There are three levels of AI but even that hardest won’t stay challenging for long, and there’s no other single-player content. Thankfully, then, the online play is fine. It’s easy to set up and join games and the asynchronous experience is smooth. It’s only a shame there’s no option to let games run longer than seven days.

Once you’ve got to grips with the base game, Dragon Castle has a bunch of variants to keep you interested. You can build the stack of tiles in a variety of different shapes for one thing, some of which work better with particular player counts. If you’ve played the physical game, you’ll understand why having an app stack piles for you is a blessing.
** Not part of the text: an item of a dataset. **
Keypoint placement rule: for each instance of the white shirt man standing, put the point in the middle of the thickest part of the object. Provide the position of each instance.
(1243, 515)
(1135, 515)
There are also a slew of Dragons and Spirits you can add to the game. The latter award all players extra victory points for fulfilling certain conditions. The Dragon of Fortitude, for example, gives an extra point per shrine placed on the edge of your mat. Spirits, meanwhile, offer a special power players can pay for by discarding a tile or shrine. The tiger-like Spirit of Destruction lets you remove a tile from the main stack, denying it to your opponents.

All the Dragons and Spirits are well designed and change the strategies needed to win, often quite drastically. The Dragon of Tranquility offers everyone bonus points for building smaller, separate stacks of tiles. It then follows that it makes more sense to build higher and shrines become more useful. Each combination makes games feel fresh.

Dragon Castle is a great board game (so much so that it sits on our best digital board games list) that deserves more time in the limelight. This app is a great way to check it out. Hopefully, the few small missing features in this adaptation won’t stop it winning a legion of new digital fans.